Now, to be clear: Valtari isn’t merely a reiteration of their older material. There are actually a few cuts here that could end up being career classics, namely the gorgeous, minimalistic closer “Fjögur Píanó”, where several sparse piano lines interweave with each other to create an enchanting finale. Also noteworthy is the incorporation of choral effects on songs like “Êg Anda” and “Dauðalogn”, which adds a grandeur to the already grand music. Moreover, if one is to take the commonly held belief about post-rock, that it often sounds like “music for an imaginary film”, then this is without a doubt the closest thing I’ve imagined to a Sigur Rós film score. The overarching musical motifs and key signatures resonate throughout, and are very captivating. Suffice it to say, this is a very good album; in a particular mood I might even say it’s a great or excellent one, but it’s hard for these musicians to top the masterpieces they put out early on. My first encounter with () is what I will always remember the most about Sigur Rós, and it’s hard for me to imagine the band crafting something richer or more unique than that.

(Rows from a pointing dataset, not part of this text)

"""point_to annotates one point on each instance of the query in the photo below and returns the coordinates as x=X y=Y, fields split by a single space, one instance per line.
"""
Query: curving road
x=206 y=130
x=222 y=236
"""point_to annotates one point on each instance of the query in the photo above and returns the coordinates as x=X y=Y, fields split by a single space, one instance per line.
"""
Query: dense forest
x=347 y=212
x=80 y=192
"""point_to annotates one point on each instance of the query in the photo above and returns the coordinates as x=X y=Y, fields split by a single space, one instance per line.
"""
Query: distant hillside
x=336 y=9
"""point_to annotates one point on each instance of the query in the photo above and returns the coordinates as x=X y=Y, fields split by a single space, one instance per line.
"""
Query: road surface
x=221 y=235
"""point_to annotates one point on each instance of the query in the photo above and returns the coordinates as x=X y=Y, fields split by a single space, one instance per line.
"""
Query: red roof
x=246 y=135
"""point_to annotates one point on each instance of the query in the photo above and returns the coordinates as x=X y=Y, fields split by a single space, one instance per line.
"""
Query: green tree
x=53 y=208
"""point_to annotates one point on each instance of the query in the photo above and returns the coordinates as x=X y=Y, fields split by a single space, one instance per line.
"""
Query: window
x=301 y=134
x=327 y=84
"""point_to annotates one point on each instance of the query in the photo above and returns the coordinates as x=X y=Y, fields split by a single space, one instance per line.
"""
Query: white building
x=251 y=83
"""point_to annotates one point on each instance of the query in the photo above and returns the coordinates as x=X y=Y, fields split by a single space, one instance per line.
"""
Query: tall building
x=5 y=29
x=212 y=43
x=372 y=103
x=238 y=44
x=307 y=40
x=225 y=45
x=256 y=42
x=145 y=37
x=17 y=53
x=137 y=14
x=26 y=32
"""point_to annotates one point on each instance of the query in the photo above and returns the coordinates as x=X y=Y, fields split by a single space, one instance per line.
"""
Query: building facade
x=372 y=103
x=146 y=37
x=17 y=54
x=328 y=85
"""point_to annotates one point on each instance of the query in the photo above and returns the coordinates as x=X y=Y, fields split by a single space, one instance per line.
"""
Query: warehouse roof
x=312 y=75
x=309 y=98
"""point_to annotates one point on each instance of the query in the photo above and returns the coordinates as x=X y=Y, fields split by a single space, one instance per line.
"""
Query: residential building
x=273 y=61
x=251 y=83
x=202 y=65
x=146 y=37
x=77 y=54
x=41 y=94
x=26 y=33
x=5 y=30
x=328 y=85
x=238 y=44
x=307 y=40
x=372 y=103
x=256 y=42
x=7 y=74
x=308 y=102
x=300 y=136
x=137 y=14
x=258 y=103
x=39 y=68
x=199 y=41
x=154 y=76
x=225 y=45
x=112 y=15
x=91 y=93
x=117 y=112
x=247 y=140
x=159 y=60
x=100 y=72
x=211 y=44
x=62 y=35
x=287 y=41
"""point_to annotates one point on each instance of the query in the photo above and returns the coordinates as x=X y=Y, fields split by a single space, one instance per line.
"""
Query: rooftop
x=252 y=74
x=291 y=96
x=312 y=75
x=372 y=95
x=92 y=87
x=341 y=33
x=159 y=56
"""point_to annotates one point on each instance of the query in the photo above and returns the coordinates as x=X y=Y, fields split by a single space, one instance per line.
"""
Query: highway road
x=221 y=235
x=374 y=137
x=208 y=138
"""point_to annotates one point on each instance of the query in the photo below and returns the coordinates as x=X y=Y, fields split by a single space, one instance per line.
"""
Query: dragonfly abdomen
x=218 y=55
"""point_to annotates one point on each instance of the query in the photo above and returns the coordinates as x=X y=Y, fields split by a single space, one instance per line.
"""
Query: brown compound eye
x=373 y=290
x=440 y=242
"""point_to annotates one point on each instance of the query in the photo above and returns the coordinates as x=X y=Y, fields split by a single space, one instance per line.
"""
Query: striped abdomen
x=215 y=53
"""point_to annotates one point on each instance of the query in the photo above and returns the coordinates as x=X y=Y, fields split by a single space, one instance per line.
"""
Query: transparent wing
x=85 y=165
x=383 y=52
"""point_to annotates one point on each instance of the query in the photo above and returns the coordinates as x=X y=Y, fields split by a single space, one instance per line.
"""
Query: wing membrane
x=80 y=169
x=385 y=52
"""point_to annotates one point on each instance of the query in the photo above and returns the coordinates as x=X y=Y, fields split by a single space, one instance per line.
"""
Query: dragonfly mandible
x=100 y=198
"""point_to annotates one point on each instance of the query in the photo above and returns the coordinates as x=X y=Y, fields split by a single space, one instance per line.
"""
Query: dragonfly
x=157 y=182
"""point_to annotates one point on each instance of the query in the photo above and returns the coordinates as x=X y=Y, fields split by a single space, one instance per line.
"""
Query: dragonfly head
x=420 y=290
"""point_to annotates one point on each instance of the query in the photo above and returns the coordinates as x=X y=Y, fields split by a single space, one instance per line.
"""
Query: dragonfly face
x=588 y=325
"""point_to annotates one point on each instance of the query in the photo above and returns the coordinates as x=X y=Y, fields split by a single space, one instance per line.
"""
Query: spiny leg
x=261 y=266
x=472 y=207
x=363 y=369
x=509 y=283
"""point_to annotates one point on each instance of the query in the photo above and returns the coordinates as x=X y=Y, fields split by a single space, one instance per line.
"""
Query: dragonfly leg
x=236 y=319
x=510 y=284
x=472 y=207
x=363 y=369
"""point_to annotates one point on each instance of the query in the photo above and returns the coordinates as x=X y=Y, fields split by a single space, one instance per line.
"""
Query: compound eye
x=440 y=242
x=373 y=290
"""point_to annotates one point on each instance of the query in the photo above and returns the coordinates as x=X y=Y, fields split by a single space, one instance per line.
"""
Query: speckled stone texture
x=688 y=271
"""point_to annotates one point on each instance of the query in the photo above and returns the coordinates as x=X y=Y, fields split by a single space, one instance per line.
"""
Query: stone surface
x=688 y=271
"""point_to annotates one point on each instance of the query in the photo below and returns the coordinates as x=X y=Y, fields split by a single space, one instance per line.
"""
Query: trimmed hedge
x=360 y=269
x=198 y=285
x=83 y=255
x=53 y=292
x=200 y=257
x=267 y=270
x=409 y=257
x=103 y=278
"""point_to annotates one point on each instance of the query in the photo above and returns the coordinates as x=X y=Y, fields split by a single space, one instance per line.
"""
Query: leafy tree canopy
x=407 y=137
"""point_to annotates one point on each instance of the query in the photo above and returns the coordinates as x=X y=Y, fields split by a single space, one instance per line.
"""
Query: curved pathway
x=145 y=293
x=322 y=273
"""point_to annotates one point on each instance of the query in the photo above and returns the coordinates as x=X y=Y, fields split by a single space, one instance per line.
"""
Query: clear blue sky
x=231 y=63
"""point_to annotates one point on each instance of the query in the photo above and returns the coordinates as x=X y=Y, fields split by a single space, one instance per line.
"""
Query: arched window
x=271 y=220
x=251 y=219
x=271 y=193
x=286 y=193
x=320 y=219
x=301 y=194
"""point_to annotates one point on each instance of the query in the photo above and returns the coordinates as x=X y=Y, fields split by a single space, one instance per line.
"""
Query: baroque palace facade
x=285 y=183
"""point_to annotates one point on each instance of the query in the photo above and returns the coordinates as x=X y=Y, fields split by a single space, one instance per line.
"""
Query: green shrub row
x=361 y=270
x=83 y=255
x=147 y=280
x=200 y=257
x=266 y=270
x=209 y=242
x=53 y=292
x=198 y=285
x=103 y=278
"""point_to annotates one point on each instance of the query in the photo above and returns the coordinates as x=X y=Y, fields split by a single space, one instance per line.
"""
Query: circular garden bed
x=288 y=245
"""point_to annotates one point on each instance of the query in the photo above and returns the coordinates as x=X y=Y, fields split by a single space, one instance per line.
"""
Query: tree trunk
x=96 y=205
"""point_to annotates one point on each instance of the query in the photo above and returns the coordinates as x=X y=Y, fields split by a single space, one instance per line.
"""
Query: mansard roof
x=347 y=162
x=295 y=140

But for all of Valtari‘s strengths, what is significant about it is not how good it is, but rather how it leaves you wondering how Sigur Rós could possibly expand from here. Beautiful though the record may be, it’s not fundamentally different than any of the others preceding it. As mentioned earlier, its closest sonic brethren is (); while Valtari differs in that it lacks the light/dark contrast, in terms of song structure it’s near identical, though in song length it’s more concise. So while this may be an engaging listen, it’s hard to rid of the ghost of the group’s better music out of your head.
For that same reason, however, Valtari is an important release in Sigur Rós’ history. This could be the breaking point for the continued refining of the band’s key formula: do they continue to make pretty dream-pop landscapes for the rest of their career? Do they try to distill it into shorter lengths, maybe even try to write more pop songs? Though many will squabble over which album is Sigur Rós’ best work, there’s a clear continuity in songwriting excellence that appears on each LP, and if that’s any indication then there shouldn’t be much to worry about in terms of maturation. But another possibility to entertain is that given how successful this nonlinear, post-rock format has been, Valtari could be the beginning of a career rut. At the moment, I think we could just be content with this, you guessed it, beautiful piece of music these Icelandic songwriters have graced us without getting too caught up in the future, as difficult as that may be. A masterpiece it isn’t, but Valtari is undeniably significant, as this could be the very moment where Sigur Rós have hit the ceiling of their own beauty.